Reva, oyuncularına kızmayı bitirip gaz ve taktik vermeye başladığında hepsi pür dikkat onu dinliyordu. Süreleri dolunca "Şimdi sahaya çıkıp Fırtına'nın kim olduğunu göstereceğiz. Hepiniz çıkın," demişti. Tüm takım soyunma odasını boşaltırken "Saruca hariç." dediğinde Saruca kalbindeki gülümsemeyle geri dönmüştü Reva'ya.

Şu an soyunma odasında sadece ikisi vardı. Reva, Saruca'nın gözlerinin içine baktığında kaybolmak istiyordu o derinlikte ancak konu şu an çok başkaydı. Havin hâlâ Saruca'yı arıyordu ve Saruca yine ve yeniden onunla konuşmak, görüşmek istemediğini dile getiriyordu. Reva tekrar bu konuyu açmak için Saruca'yı tutmuştu ancak Saruca konuşmasına fırsat vermeden ona yaklaşmıştı.

"Artık maç arasında bile benimle yalnız kalmak istiyorsun. Sanırım aşık oluyoruz, he?" diye gülerek sorduğunda Reva ciddiyetle bakıyordu yüzüne. Saruca bu ciddiyetin skora bağlı olduğunu düşünüyordu. Bu yüzden sevdiği kadını rahatlatmak adına ona yaklaşıp yüzünü avuçlarının arasına almıştı.

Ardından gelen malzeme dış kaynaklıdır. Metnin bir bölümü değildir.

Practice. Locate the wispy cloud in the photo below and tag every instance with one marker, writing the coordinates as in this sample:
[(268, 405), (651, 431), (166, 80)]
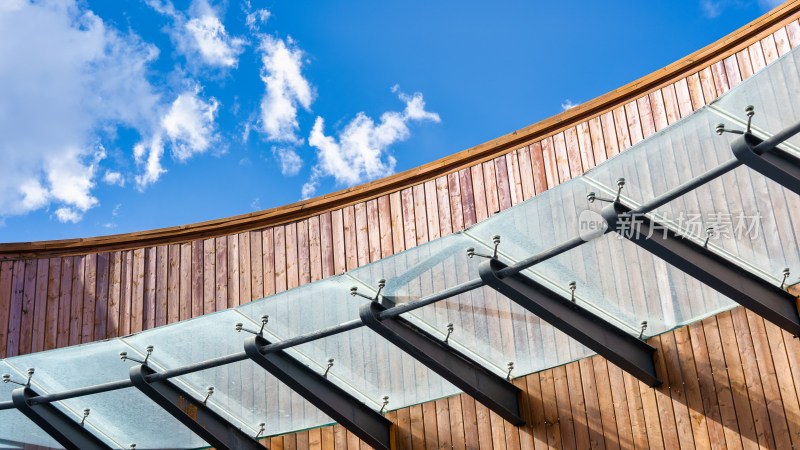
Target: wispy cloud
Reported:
[(200, 34), (567, 104), (286, 89), (361, 150), (66, 76)]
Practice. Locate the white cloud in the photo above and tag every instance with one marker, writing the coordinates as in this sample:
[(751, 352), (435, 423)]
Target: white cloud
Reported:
[(289, 159), (66, 214), (254, 19), (201, 33), (568, 105), (190, 126), (286, 89), (113, 178), (361, 151), (153, 151), (65, 76)]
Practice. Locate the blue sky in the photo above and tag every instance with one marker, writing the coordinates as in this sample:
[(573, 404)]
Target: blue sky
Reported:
[(132, 115)]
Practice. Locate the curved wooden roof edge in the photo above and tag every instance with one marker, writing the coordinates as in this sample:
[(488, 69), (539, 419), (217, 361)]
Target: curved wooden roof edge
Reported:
[(682, 68)]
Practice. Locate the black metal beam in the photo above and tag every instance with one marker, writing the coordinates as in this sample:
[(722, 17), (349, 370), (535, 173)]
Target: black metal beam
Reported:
[(740, 285), (621, 348), (777, 165), (366, 423), (68, 432), (193, 414), (493, 391)]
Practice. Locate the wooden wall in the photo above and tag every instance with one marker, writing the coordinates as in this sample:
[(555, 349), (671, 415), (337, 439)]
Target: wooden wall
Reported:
[(730, 378), (730, 382)]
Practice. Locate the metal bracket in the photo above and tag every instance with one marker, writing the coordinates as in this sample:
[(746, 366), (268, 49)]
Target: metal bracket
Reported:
[(626, 351), (740, 285), (491, 390), (193, 414), (68, 432), (361, 420), (775, 164)]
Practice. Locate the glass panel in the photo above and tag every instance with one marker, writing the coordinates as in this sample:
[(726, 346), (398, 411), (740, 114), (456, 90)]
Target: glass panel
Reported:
[(244, 393), (126, 415), (17, 430), (775, 94)]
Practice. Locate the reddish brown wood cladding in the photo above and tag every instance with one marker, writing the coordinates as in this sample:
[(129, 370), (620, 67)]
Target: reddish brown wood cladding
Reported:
[(730, 381)]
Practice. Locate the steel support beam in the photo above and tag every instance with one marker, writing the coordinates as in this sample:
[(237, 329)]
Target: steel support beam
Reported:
[(366, 423), (493, 391), (193, 414), (776, 164), (740, 285), (68, 432), (621, 348)]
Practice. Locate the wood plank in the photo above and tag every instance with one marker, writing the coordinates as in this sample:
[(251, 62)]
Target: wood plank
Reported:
[(52, 303), (39, 309), (753, 382), (6, 277), (268, 260), (64, 303), (385, 226), (234, 271), (550, 408), (565, 420), (397, 226), (594, 419), (515, 176), (209, 276), (550, 162), (467, 197), (768, 379), (256, 265), (293, 255), (669, 432), (198, 278), (12, 347), (185, 286), (150, 280), (127, 293), (732, 363), (705, 385), (350, 237), (173, 282), (504, 182), (362, 243), (161, 281), (279, 252), (472, 438), (114, 294), (606, 400), (89, 298), (315, 249), (456, 423), (326, 236), (137, 290)]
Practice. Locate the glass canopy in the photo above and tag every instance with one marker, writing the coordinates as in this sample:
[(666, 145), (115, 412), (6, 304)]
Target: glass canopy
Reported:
[(614, 279)]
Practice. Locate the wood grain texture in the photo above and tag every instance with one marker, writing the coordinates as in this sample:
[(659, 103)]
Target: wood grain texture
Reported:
[(730, 380)]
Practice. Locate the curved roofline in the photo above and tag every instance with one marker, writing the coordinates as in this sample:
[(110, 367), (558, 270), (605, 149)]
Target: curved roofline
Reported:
[(680, 69)]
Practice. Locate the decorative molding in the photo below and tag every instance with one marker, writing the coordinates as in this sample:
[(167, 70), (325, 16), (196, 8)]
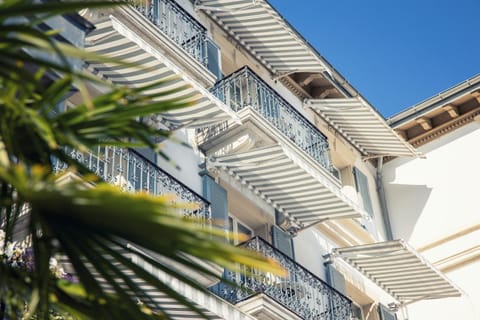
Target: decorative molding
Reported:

"Bak Reva, maçtan dolayı endişelisin anlıyorum seni ama daha koskoca bir ikinci yarımız var. Konuştuğumuz gibi 2 golü atıp maçı alacağım. Bana güven."

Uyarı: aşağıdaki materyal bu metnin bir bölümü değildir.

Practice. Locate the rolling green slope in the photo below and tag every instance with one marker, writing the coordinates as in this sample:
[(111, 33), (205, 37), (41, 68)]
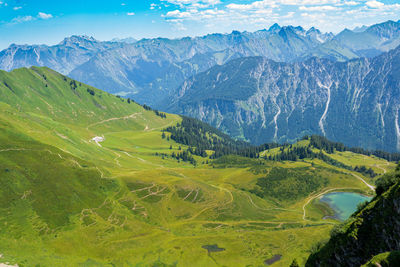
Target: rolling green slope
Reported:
[(372, 230), (89, 179)]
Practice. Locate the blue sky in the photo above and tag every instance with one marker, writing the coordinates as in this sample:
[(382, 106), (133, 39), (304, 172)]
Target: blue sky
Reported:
[(49, 21)]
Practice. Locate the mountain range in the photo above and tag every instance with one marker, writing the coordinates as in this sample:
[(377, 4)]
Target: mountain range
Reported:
[(257, 99), (91, 179), (161, 72)]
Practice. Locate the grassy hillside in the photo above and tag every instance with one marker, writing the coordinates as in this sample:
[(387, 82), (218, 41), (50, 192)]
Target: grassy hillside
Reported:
[(373, 229), (88, 179)]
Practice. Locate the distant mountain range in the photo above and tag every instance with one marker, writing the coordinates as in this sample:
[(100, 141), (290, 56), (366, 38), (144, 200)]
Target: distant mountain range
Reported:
[(150, 69), (260, 100), (265, 100)]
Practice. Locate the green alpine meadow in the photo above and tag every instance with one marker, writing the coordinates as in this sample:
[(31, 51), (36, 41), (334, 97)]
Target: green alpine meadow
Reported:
[(92, 179), (200, 133)]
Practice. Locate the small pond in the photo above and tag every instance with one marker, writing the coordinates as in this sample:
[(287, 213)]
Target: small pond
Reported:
[(343, 203)]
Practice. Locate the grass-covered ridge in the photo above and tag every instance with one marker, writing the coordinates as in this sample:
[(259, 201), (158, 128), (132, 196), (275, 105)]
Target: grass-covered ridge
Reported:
[(87, 179), (373, 229)]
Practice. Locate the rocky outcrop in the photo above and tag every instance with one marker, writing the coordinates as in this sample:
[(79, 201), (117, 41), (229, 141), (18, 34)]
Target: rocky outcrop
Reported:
[(260, 100)]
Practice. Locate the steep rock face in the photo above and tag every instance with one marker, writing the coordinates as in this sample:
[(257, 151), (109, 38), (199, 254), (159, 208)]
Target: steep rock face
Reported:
[(374, 230), (63, 57), (368, 42), (150, 69), (257, 99)]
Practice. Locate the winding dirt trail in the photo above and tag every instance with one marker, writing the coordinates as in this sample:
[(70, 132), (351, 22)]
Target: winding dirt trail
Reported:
[(132, 116)]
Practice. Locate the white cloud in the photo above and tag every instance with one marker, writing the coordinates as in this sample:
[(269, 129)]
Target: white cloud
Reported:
[(43, 15), (194, 3), (21, 19), (318, 8), (374, 4)]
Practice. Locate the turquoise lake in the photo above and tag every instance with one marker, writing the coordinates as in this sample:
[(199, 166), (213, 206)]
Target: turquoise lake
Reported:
[(343, 203)]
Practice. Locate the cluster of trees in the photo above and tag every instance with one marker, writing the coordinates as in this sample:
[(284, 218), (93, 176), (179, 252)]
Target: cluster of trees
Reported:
[(366, 171), (201, 137), (385, 182), (321, 142), (158, 113), (90, 91), (194, 133), (184, 156), (73, 85)]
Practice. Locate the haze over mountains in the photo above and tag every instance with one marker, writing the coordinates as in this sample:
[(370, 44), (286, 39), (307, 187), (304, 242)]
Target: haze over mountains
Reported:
[(151, 70), (257, 99)]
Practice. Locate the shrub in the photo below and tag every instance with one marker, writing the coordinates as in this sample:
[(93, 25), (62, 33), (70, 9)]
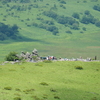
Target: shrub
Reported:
[(56, 97), (76, 15), (17, 98), (8, 88), (44, 83), (47, 61), (97, 23), (79, 67), (84, 28), (69, 32), (63, 2), (38, 64), (12, 56)]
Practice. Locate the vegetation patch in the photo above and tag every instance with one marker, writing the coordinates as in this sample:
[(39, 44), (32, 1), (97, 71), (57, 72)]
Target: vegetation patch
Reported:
[(17, 98), (44, 83), (8, 88), (39, 64), (56, 97), (47, 61), (79, 67)]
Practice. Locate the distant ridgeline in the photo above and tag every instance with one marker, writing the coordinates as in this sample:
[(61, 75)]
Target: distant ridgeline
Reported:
[(72, 22), (8, 32)]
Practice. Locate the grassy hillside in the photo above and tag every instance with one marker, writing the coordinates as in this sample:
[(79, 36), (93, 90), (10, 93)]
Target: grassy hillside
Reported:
[(40, 29), (52, 81)]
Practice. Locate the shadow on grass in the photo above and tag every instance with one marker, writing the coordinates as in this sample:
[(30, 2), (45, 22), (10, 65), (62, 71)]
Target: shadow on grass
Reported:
[(23, 39)]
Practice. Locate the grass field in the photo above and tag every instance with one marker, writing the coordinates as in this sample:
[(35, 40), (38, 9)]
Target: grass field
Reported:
[(50, 81), (86, 44)]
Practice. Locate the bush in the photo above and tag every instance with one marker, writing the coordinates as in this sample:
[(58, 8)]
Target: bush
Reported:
[(84, 28), (69, 32), (96, 7), (76, 15), (47, 61), (12, 56), (8, 88), (79, 67), (97, 23), (44, 83), (17, 98)]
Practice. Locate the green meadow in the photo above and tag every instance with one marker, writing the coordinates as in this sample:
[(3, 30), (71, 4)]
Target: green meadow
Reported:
[(79, 42), (58, 80)]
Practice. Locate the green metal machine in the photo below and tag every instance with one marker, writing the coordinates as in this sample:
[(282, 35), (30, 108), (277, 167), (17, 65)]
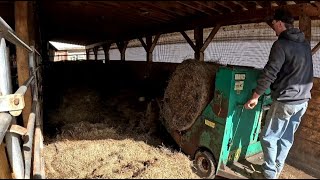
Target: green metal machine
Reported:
[(226, 135)]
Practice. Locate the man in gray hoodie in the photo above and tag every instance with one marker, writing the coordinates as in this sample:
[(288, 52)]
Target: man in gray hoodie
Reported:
[(289, 74)]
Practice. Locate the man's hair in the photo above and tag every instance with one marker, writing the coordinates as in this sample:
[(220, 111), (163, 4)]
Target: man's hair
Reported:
[(284, 16)]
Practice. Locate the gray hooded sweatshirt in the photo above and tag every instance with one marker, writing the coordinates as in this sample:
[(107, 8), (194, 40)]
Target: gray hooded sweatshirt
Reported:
[(289, 70)]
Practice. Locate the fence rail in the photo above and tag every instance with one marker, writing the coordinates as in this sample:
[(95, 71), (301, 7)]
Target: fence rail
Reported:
[(11, 106)]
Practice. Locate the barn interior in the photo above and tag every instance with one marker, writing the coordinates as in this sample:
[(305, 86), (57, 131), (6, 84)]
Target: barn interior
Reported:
[(105, 98)]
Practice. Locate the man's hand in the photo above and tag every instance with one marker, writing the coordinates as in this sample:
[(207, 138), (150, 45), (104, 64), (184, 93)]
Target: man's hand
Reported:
[(253, 101)]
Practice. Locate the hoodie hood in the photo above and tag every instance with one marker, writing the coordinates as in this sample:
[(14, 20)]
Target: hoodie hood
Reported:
[(293, 34)]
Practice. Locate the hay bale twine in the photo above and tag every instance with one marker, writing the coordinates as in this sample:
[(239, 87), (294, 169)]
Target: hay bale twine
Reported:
[(190, 89)]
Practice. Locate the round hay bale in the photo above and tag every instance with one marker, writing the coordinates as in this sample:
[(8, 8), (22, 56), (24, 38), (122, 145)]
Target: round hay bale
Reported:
[(190, 89)]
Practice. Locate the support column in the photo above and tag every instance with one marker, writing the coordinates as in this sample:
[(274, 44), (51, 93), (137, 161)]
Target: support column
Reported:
[(106, 49), (198, 36), (122, 46), (305, 26), (95, 51), (87, 53), (22, 31), (5, 172)]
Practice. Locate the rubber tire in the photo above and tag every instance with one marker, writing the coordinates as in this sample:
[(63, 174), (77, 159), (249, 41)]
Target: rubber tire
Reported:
[(204, 164)]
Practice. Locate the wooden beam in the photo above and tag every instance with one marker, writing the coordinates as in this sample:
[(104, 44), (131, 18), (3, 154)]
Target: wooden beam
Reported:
[(106, 48), (305, 26), (315, 48), (210, 6), (149, 44), (264, 4), (198, 36), (5, 172), (143, 44), (22, 31), (87, 53), (154, 42), (192, 5), (248, 5), (210, 37), (95, 51), (90, 46), (186, 37), (230, 5), (122, 46)]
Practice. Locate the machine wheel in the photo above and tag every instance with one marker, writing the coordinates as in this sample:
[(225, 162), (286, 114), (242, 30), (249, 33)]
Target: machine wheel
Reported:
[(205, 165)]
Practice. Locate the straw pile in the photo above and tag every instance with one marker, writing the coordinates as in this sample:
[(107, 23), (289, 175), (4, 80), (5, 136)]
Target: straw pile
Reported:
[(88, 150), (189, 91)]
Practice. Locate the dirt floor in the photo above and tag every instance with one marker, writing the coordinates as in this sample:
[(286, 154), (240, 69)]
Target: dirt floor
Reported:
[(113, 132)]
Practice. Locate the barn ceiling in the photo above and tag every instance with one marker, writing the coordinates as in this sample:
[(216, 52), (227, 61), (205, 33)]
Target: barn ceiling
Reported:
[(88, 22)]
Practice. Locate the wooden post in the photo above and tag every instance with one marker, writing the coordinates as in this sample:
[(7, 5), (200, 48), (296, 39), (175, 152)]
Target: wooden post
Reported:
[(87, 53), (31, 24), (106, 49), (149, 44), (305, 26), (122, 46), (21, 29), (95, 51), (5, 172), (198, 36)]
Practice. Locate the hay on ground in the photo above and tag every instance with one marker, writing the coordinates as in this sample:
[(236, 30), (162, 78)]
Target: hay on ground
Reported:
[(91, 151)]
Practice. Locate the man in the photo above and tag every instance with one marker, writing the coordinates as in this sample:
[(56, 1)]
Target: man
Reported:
[(289, 74)]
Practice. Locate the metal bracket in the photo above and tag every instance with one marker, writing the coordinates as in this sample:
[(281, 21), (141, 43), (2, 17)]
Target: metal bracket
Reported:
[(14, 103)]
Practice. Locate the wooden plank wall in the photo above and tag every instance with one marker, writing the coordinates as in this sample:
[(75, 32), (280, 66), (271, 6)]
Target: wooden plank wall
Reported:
[(305, 152)]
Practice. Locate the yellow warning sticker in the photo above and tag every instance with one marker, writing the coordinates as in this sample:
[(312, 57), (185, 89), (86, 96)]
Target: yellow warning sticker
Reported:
[(209, 123)]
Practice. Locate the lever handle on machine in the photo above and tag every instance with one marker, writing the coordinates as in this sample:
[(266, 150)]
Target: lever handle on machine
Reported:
[(266, 107)]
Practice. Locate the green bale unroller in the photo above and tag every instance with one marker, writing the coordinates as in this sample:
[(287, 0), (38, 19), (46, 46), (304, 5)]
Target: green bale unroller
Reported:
[(224, 138)]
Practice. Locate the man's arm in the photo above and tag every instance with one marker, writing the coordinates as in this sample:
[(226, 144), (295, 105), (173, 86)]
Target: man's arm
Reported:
[(268, 75)]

"Sana güveniyorum, ancak..."

"Bunu duymak güzel ama devamındaki olumsuzluğu duymak istemiyorum. Hadi çıkıp kazanalım."

Saruca, Reva'nın yüzüne eğilip yanağını içine sinercesine koklamış ve uzunca öpmüştü. Reva şu an kendini o kadar huzurlu hissediyordu ki Havin konusunu açıp ne kendisini ne de Saruca'yı huzursuz etmekten vazgeçmişti. Saruca'nın hâlâ yüzünde olan eline bakıp bileğine nazik bir öpücük kondurmuştu. Bu öpücük Saruca'da çok başka bir etki yaratmıştı, ağzını açıp bir şey diyeceği sırada maç için ananos yapıldığını işittiler. Saruca gülümseyerek soyunma odasında çıktı ama şans öpücüğü onunlaydı...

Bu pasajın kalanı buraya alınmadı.